Empecé el retorno a la bifurcación que nunca llegaba. Me había metido en una carretera, al parecer la misma de siempre, que con suerte tenía una que otra curva para sortear el cerro o llegar a un lugar apropiado para hacer un puente y cruzar el río, el risco o lo que fuere, donde siempre paraba en alguna parte para tomarme una coca-cola o una cerveza de las que me sobraban. Pero no, la carretera parecía interminable, ya me había tomado dos cervezas y tres coca cola, había cruzado ya dos veces el mismo río y había hecho ya dos veces las mismas curvas, quizás tres.
Decidí bajarme donde viera a la próxima señora vendiendo lo que arduamente había conseguido cosechar(en verdad su marido e hijos, pero en fin). Llegué, me bajé del auto, el ambiente estaba seco, pero curiosamente el cielo anhelaba dejarse caer en un llanto descomunal. Caminé directamente a la señora que salude con cortesía y me respondió buenos días. Disculpe – le dije – me gustaría saber en que parte estoy. En ninguna parte, me respondió. Entonces, ¿cómo salgo de acá? Hasta nunca me dijo y a su casucha entró.
Con confusión me dirigí a mi auto pensando en que alguna persona me respondiera algo coherente que me permitiera salir de este maldito lugar.
Pregunté a al menos diez personas y me contestaron todas lo mismo. Mire – me decían – siga derechito hasta que se quede dormido, al poco rato le chocará un camión. Así se sale de aquí.
Aún mas extrañado volví a subirme al auto. Volví a manejar siempre viendo uno que otro auto, unos parecían de los ochenta, otros de los setenta, como también de los cuarenta, algunos parecían autos último modelo e incluso había personas que iban en un carruaje de la época de la colonia. Todos los que iban adentros estaban con cara soñolienta, tratando de dormirse y que algo les atropellará. Pero lo hacían en vano, el ambiente estaba seco y tristón, el celo lo único que quería era llover para que el fruto no creciera más y al fin el sol pudiera salir a dar vida a ese lugar después de haber barrido con esa inercia que se respiraba.

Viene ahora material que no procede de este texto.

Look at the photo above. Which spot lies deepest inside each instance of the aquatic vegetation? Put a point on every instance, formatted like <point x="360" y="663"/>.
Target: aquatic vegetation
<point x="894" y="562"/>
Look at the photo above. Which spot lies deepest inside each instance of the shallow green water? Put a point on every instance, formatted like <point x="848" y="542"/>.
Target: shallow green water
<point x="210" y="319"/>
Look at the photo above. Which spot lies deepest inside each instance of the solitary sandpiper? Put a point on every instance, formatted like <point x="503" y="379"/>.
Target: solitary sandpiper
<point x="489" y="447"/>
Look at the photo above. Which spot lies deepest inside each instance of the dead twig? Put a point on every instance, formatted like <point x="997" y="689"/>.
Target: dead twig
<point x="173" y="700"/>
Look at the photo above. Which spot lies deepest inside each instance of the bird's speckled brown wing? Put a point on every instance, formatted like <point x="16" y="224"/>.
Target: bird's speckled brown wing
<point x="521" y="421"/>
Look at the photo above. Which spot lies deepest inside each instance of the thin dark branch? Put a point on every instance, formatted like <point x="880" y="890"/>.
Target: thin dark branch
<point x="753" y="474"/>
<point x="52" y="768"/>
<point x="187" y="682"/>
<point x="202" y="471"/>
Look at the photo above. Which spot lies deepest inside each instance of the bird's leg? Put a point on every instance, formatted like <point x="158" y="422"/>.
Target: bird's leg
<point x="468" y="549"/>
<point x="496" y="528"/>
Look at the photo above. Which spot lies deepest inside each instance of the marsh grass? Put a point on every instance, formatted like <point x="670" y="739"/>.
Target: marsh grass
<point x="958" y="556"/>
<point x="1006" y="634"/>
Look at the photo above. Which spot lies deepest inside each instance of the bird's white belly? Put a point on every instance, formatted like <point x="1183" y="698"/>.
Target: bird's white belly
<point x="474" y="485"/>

El día pasó, o por lo menos eso pensé. El día nunca avanzaba. Cada vez que veía mi reloj eran las nueve y treinta y dos de la mañana, y a lugareño que le preguntaba me respondía que eran las nueve y treinta y cuatro; sus relojes estaban adelantados dos minutos respecto al mío.
Me resigné a hacer lo que ellos me habían indicado: conducir eternamente como todos los que vi.
Un día, comencé a hablar con ellos y todos coincidiamos en que ibamos de vuelta de vacaciones hacia la capital, nos habíamos levantado temprano para ahorrarse cualquiera demora o taco que se presentara, todos habíamos tomado la bifurcación a la derecha, todos habían decidido hacer lo mismo que yo, los únicos que diferían eran el conductor y la dama del carruaje.
Noté como todos se habían resignado, yo también lo había hecho. Seguimos andando y nos acostumbramos, cuando nuestros relojes internos nos indicaban, a jugar póquer con los lugareños y saciar nuestra sed y hambre, más bien comíamos y bebíamos por costumbre ya que ninguno sentía ni hambre ni sed.
En uno de esos días interminables, sentí humedad en el ambiente y miré que todos tenían cara de extrañeza. Pasó el tiempo y comenzó a llover. El lugar se empezó a marchitar rápidamente y quedó igual que una hoja en otoño. El paisaje, poco a poco, comenzó a cambiar y los rostros de nosotros a esbozar una ligera sonrisa.
Al poco rato nos quedamos dormidos. Despertamos cada una en su alcoba, en Santiago, en su respectiva época. Todos nos levantamos como si nada hubiera pasado, fuimos a comprar el pan antes de que nuestra pareja se despertara y llegara el arrendatario de la costa a entregarnos las llaves.